Századok – 2013
KÖZLEMÉNYEK - Blazovich László: Az öröklési jog a középkori jogkönyvekben és a városi gyakorlatban II/411
432 BLAZOVICH LÁSZLÓ LAW OF INHERITANCE IN THE MEDIEVAL LAW BOOKS AND IN THE URBAN PRACTICE by László Blazovich (Summary) Since property and its practical manifestations (movable, immovable), as well its ownership, and one form of its transfer, namely inheritance, constitute one of the foundations of any human society, medieval lawbooks contain as a matter of fact prescriptions with regard to them. In the first part of the present study the author examines the rules of inheritance in the Saxon and Swabian Mirrors and in the Summa legum Raymundi. He comes to the conclusion that the forms of inheritance exclusively based on kinship, which dominates the Saxon Mirror, were first modified by the Church with the introduction of the part of the soul, while later it was the emergence of testamentary alongside legal inheritance which broke a new hole in the wall of closed kinship inheritance.

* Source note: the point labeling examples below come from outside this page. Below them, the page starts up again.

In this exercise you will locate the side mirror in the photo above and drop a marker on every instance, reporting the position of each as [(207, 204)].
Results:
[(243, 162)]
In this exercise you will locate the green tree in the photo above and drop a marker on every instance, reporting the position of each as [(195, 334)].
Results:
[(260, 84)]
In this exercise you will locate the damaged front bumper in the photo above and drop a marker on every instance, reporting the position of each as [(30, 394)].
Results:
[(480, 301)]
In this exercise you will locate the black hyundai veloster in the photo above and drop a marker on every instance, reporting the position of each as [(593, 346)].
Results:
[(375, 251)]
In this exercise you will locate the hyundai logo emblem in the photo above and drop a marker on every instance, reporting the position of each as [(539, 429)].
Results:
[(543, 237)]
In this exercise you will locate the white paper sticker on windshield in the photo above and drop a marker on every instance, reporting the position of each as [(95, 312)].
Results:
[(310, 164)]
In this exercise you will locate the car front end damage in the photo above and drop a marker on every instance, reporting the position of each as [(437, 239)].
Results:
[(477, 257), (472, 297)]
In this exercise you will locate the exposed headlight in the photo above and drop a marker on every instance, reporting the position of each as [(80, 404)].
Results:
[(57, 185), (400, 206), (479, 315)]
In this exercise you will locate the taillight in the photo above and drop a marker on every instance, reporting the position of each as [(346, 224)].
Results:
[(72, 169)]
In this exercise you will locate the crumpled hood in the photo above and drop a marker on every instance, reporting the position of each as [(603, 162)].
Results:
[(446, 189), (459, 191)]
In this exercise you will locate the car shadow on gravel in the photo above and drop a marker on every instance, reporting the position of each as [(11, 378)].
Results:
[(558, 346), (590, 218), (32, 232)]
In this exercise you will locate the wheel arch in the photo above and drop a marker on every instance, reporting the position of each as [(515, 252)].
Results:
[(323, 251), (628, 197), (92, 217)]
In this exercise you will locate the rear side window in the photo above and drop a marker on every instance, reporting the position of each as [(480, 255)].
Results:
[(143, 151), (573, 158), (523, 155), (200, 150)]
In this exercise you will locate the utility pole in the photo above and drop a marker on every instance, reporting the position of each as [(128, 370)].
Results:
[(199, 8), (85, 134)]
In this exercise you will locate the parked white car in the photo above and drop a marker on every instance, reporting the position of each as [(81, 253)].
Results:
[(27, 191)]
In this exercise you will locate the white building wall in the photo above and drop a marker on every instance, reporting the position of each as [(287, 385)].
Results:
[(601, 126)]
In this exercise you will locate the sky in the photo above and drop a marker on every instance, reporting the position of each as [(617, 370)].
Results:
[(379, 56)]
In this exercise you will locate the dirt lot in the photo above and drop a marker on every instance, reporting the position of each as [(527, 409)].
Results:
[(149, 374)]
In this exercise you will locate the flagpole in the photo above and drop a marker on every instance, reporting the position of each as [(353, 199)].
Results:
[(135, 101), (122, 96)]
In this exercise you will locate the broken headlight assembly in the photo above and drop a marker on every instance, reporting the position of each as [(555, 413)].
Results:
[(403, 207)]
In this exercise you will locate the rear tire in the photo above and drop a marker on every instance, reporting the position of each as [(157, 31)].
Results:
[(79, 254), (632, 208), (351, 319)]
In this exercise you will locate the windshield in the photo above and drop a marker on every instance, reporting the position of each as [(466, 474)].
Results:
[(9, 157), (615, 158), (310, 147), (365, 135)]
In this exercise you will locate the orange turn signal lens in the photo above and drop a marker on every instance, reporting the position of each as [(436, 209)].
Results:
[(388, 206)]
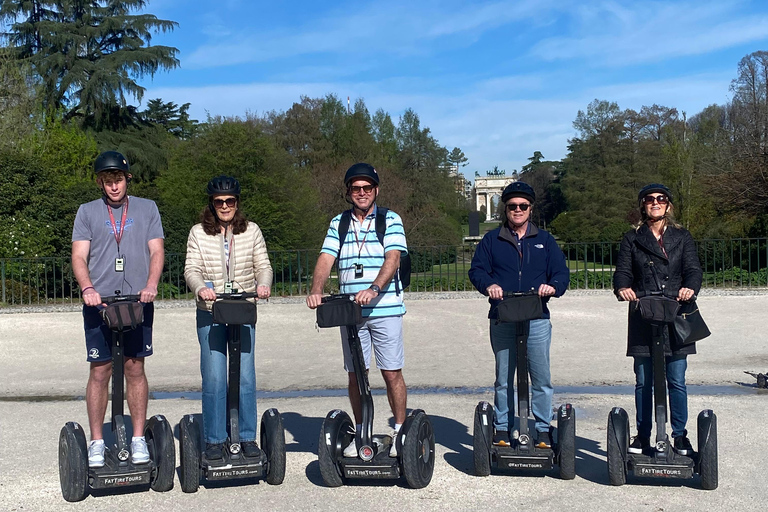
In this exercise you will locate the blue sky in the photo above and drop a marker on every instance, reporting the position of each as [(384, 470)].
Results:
[(498, 79)]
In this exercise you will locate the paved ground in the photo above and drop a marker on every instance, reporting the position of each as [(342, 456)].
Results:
[(448, 349)]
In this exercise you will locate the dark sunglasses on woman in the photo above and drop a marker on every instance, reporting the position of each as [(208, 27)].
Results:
[(230, 201), (661, 199)]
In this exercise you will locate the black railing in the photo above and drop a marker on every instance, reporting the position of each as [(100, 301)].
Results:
[(736, 263)]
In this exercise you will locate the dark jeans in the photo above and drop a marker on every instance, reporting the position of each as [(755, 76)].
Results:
[(678, 394)]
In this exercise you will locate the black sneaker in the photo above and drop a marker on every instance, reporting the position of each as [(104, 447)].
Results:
[(682, 445), (501, 438), (544, 439), (214, 451), (251, 449), (639, 444)]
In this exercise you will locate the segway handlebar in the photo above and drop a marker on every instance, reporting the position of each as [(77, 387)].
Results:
[(350, 296), (640, 294), (111, 299), (237, 295), (532, 291)]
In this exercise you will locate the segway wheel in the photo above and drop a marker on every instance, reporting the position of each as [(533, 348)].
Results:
[(189, 440), (162, 450), (618, 429), (336, 433), (566, 441), (419, 451), (273, 444), (73, 462), (707, 438), (481, 438)]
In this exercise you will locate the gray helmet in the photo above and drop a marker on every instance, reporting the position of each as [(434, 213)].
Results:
[(518, 189), (111, 161), (653, 187), (223, 185), (361, 170)]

Regulations relating to the latter two already appear in the Swabian Mirror. Raymundus Parthenopeis, on the other hand, prescribed for urban dwellers four forms of testamentary inheritance alongside the legal one. These forms, as is proved by the examples cited, all appear in the testaments prepared at Pressburg and Sopron in the 15th and 16th centuries, where the burghers (male and female alike) could dispose of their property independently of the town's lord, the king. Their free will could only be limited by their family, kin and the town itself. The situation was different in the settlements under private lordship, where the tenant, as a sub-owner compared to the owner-in-chief, the lord, could only dispose of the right to use the land, and it was all he could bequeathe to his heirs. The hierarchy of subjection between lord and peasant had several intermediary shades, and the same was true in the case of peasant-burghers and their lords in the market towns, for which the author cites several examples.